C-x-C and C-C chemokines mediate their effects on leukocytes by binding to high affinity G-protein coupled receptors which contain seven transmembrane domains which span the cell membrane.
Cloned chemokine receptors show three types of binding.
Promiscuous chemokine receptors such as the erythroid chemokine receptor (ECKR, the Duffy A blood group antigen) binds many C-x-C and C-C chemokines.
Specific chemokine receptors bind only one chemokine ligand, examples are the IL-8 receptor A (IL-8 RA) and the MCP-1 receptor CCR2.

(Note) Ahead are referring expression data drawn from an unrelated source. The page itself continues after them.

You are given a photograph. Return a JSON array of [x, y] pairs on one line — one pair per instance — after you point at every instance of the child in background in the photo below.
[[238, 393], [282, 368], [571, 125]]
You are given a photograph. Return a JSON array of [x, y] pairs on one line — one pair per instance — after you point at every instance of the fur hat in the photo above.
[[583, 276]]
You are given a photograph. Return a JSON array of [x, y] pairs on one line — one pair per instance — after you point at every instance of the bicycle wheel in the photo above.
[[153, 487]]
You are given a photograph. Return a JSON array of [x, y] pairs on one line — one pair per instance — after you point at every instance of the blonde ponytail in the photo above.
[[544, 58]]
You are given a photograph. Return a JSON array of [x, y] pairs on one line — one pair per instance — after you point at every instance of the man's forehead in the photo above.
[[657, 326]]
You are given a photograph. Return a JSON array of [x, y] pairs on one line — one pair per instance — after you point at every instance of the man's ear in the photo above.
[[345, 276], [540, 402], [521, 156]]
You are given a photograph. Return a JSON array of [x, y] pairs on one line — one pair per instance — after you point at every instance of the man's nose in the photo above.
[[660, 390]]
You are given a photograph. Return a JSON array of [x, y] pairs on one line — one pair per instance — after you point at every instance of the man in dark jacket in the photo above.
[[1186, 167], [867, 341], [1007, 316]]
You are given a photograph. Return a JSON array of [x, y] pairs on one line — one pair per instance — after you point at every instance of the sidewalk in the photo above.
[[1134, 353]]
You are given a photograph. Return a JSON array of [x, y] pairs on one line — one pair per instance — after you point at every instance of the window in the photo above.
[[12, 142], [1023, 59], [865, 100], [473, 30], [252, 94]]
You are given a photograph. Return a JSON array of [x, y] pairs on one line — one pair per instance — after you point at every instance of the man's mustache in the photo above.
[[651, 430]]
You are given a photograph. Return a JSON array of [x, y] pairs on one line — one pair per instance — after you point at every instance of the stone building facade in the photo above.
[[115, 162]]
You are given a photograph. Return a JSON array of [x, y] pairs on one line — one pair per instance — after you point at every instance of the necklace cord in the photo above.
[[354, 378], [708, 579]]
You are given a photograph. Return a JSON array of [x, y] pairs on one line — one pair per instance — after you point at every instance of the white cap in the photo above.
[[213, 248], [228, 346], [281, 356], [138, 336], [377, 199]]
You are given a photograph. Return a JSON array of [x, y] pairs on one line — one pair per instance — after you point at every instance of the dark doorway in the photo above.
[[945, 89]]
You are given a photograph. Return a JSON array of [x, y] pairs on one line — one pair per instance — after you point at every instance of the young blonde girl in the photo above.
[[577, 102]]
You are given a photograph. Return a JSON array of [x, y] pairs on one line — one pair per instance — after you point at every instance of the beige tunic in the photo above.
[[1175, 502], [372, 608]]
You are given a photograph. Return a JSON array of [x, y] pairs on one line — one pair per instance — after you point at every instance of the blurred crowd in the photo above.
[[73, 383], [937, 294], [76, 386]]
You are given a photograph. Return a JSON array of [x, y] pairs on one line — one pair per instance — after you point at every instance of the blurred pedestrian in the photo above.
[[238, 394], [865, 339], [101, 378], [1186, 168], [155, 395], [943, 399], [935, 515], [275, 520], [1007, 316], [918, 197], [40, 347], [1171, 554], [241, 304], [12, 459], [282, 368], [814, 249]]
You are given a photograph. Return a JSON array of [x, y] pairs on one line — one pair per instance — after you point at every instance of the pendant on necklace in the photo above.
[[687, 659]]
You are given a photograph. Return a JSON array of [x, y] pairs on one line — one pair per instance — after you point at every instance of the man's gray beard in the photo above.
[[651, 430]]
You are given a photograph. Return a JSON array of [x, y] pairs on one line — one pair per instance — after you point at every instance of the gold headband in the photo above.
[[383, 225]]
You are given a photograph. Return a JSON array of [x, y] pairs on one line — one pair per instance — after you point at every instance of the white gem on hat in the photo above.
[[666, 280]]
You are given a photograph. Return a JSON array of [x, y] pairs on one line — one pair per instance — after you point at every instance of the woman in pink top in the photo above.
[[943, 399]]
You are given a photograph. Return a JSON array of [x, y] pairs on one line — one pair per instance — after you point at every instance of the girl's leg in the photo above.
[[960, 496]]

Shared chemokine receptors expressed in transfected cells bind more than one chemokine with high affinity, the best characterised examples are the IL-8 receptor B (IL-8 RB) which binds many of the identified C-X-C chemokines and CCR1 which binds and induces Ca2+ flux in response to 10-100nM concentrations of MIP-1a and RANTES.
An important goal of current research is to identify which chemokine receptors effect the responses of leukocytes to chemokines in vivo both in normal immune function and in disease.
The demonstration that the chemokine receptors, CCR5 and CXCR3 can act as co-receptors for the Human Immunodeficiency Virus and the finding that HIV cell tropism of primary virus isolates depends upon the chemokine receptors expressed by monocytes and T- cells serves to further emphasise the important role of chemokine.